Тихонов смеясь рассказал, как Эфрос условился с ним пойти к Анне Андреевне в гости и не зашел за ним, а отправился один, «а я ждал его весь вечер дома».

– Вот то‑то и оно! – сказала Ахматова. Она показала мне свою карточку, когда ей был год, и другую, где она на скамейке вывернулась колесом – голова к ногам, в виде акробатки:

– Это в 1915. Когда уже была написана «Белая Стая»,– сказала она.

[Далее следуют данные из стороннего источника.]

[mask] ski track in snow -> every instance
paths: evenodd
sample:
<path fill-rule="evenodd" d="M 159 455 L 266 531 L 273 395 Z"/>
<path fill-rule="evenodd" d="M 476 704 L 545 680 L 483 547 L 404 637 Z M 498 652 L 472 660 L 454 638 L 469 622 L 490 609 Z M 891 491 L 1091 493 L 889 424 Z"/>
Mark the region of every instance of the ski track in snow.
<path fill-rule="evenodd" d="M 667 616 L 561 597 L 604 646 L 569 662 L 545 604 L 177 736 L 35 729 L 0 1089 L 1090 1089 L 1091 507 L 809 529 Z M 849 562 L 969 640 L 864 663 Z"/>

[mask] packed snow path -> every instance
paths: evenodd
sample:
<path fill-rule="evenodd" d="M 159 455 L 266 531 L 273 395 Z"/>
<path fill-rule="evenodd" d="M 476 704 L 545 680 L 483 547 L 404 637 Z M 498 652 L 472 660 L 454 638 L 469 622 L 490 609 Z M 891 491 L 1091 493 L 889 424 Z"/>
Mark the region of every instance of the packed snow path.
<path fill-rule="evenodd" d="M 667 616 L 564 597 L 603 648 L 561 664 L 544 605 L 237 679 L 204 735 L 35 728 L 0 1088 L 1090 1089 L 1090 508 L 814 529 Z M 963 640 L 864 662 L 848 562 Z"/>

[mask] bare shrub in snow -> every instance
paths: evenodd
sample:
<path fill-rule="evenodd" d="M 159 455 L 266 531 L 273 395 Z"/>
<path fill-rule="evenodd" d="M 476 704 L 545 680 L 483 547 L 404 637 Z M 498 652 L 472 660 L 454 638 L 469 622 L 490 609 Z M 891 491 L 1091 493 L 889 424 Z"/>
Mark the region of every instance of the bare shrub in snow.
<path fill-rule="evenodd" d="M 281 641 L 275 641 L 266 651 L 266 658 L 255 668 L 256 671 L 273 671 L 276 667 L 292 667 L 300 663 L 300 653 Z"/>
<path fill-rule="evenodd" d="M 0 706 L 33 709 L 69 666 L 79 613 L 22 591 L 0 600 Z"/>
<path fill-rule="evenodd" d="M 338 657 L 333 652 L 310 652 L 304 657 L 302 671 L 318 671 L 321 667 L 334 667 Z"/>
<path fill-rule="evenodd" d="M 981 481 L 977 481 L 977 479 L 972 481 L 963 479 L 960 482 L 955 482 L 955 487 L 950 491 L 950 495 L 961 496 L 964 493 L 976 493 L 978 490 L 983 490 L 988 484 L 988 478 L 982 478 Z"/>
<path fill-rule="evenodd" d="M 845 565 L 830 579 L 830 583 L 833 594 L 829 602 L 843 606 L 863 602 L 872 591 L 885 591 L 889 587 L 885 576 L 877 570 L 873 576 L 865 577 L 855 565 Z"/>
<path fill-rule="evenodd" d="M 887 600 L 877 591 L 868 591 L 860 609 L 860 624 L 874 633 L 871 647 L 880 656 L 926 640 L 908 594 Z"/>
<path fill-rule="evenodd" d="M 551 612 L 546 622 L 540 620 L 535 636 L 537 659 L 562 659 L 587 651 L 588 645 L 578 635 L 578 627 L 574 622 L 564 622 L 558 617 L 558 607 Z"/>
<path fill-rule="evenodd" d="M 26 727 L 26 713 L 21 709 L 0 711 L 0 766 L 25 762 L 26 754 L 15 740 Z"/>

Бедная женщина, раздавленная славой.

С моим «Тараканищем» происходит вот что. Клячко в упоении назначил цену 10 мил. и сдвинуться не хочет. А книжники, в книжных магазинах кому ни покажешь, говорят: дрянь‑книжка! За четыре лимона – извольте, возьмем парочку! И я рад, ненавижу эту книжку. Книжная торговля никогда не была в таком упадке, как теперь. Книг выходит множество, а покупателя нет. Идут только учебники. Вчера я купил роскошное издание «Peter and Wendy» с рисунками Bedford'a44 за 1 ½ миллиона, то есть за 10 копеек! (Трамвай – 750 тысяч.) <...>

 

24 декабря 22 г. Первое длинное слово, которое произнесла Мурка,– Лимпопо . У Бобы есть привычка вместо хорошо говорить Лимпопо. <...>

 

25 декабря. <...> Я иду к Бенуа. <...> Он встретил меня тепло, широко, угостил кофеем и сам рядом ел, чавкая с удовольствием. Картинки Анненкова одобрил, Чехонина – нет45. Напевал мотивы из «Петрушки» и спрашивал, откуда это? За столом три молодые дамы – жена Бенуа‑младшего, дочь Бенуа Черкесова и еще какие‑то. Чувствуется большая гармония, спетость. Бенуа посадил на колени своего внука и прочитал ему «Мойдодыра». Тут же за столом ребенок рассматривал десятки других картинок – в ребенке видна привычка смотреть картинки. Бенуа любит внука до ярости. «Посмотрите на эту уродину,– говорит он с диким любовным рычанием,– ну видали вы такую мерзкую рожу». Если есть в доме ребенок, избалованный, и, так сказать, центральный, это, несомненно, Ал. Бенуа. Все в доме вертится вокруг него, а дом – полная чаша, атмосфера веселия и работы. Он сейчас занят по горло, работает для театра, но согласился сделать картинку для «Радуги». Подали огромную коробку конфет – их принес Ф. Ф. Нотгафт, издатель «Аквилона», по случаю выхода в «Аквилоне» новой книжки Бенуа «Версаль». «Ешьте, ешьте, К. И., а то я все съем»,– говорил он, поглощая огромную уйму конфет. От Бенуа я ушел (унося атмосферу праздника) <...>

 

30 декабря. Вчера самый неприятный день моей жизни: пришел ко мне утром в засаленной солдатской одежде, весь потный, один человек – красивый, изящный, весь горящий, и сказал, что у него есть для меня одно слово, что он хочет мне что‑то сказать – первый раз за всю жизнь,– что он для этого приехал из Москвы,– и я отказался его слушать. Мне казалось, что я занят, что я тороплюсь, но все это вздор: просто не хотелось вскрывать наскоро замазанных щелей и снова волноваться большим, человеческим. Я ему так сказал; я сказал ему:

– Нужно было прийти ко мне лет десять назад. Тогда я был живой человек. А теперь я литератор, человек одеревенелый, и изо всех людей, которые сейчас проходят по улице, я последний, к кому вы должны подойти.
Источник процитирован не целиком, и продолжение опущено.